Learning Theory from First Principles

Francis Bach

Mastere MASH 2023/2024

 

Mandatory registration

The class will be taught in French or (most probably) English, depending on attendance (all slides and class notes are in English).


 

Summary 

The goal of this class is to present old and recent results in learning theory, for the most widely-used learning architectures. This class is geared towards theory-oriented students as well as students who want to acquire a basic mathematical understanding of algorithms used throughout the masters program.

A particular effort will be made to prove many results from first principles, while keeping the exposition as simple as possible. This will naturally lead to a choice of key results that show-case in simple but relevant instances the important concepts in learning theory. Some general results will also be presented without proofs.
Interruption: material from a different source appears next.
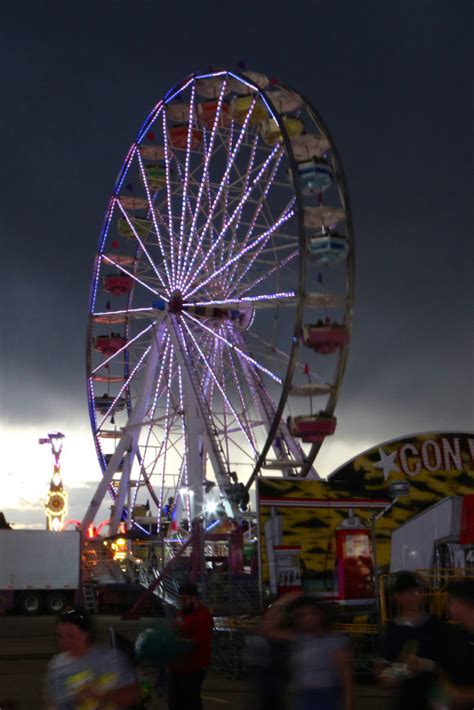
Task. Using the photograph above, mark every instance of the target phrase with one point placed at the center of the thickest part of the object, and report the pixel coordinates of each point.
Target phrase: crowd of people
(425, 662)
(295, 658)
The class will be organized in eight three-hour sessions, each with a precise topic. See tentative schedule below. Credit: 5 ECTS.

Prerequisites: We will prove results in class so a good knowledge of undergraduate mathematics is important, as well as basic notions in probability. Having followed an introductory class on machine learning is beneficial.



Dates

All classes will be "in real life" at ENS (29, rue d'Ulm), on Friday between 9am and 12pm, in the room Paul Langevin (1st floor)
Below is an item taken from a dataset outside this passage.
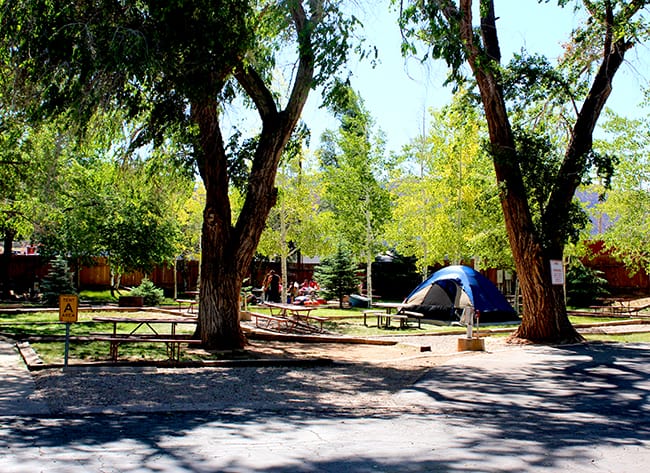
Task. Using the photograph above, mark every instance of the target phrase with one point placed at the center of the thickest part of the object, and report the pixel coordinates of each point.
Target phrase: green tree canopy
(177, 67)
The class will follow the book in preparation (draft available here, since it will be updated frequently, please get the latest version).
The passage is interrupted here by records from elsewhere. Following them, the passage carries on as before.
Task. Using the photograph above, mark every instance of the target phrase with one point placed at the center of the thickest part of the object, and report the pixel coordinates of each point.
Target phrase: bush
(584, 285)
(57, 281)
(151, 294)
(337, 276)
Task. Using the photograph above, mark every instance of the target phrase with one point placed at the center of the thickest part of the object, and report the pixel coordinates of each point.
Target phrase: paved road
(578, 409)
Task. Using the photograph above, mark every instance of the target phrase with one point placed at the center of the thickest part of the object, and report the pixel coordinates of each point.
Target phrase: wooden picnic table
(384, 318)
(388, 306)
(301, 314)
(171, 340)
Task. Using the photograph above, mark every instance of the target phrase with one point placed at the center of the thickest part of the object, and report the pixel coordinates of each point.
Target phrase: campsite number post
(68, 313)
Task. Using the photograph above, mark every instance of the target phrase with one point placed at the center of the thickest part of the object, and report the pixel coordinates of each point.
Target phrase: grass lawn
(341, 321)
Each student will benefit more from the class if the corresponding sections are read before class.
 

Date

Topics

Book chapters

October 6

Learning with infinite data (population setting)
-Decision theory (loss, risk, optimal predictors)
-Decomposition of excess risk into approximation and estimation errors
-No free lunch theorems
-Basic notions of concentration inequalities (MacDiarmid, Hoeffding, Bernstein)

Chapter 2


October 13

Linear Least-squares regression
-Guarantees in the fixed design settings (simple in closed-form)
-Ridge regression: dimension independent bounds
-Guarantees in the random design settings
-Lower bound of performance

Chapter 3

October 20

Empirical risk minimization
-Convexification of the risk
-Risk decomposition
-Estimation error: finite number of hypotheses and covering numbers
-Rademacher complexity
-Penalized problems

Chapter 4

November 3

Optimization for machine learning
-Gradient descent
-Stochastic gradient descent
-Generalization bounds through stochastic gradient descent

Chapter 5

November 10

Local averaging techniques
-Partition estimators
-Nadaraya-Watson estimators
-K-nearest-neighbors
-Universal consistency

Chapter 6

November 17

Kernel methods
-Kernels and representer theorems
-Algorithms
-Analysis of well-specified models
-Sharp analysis of ridge regression
-Universal consistency

Chapter 7

November 24

Model selection
-L0 penalty
-L1 penalty
-High-dimensional estimation

Chapter 8

December 8

Neural networks
-Single hidden layer neural networks
- Estimation error
- Approximation properties and universality

Chapter 9

December 15

Exam

 


Evaluation

One written in-class exam.

The draft book is almost finished, and I am still looking for feedback (typos, unclear parts). Please help! (with some bonus in the final grade).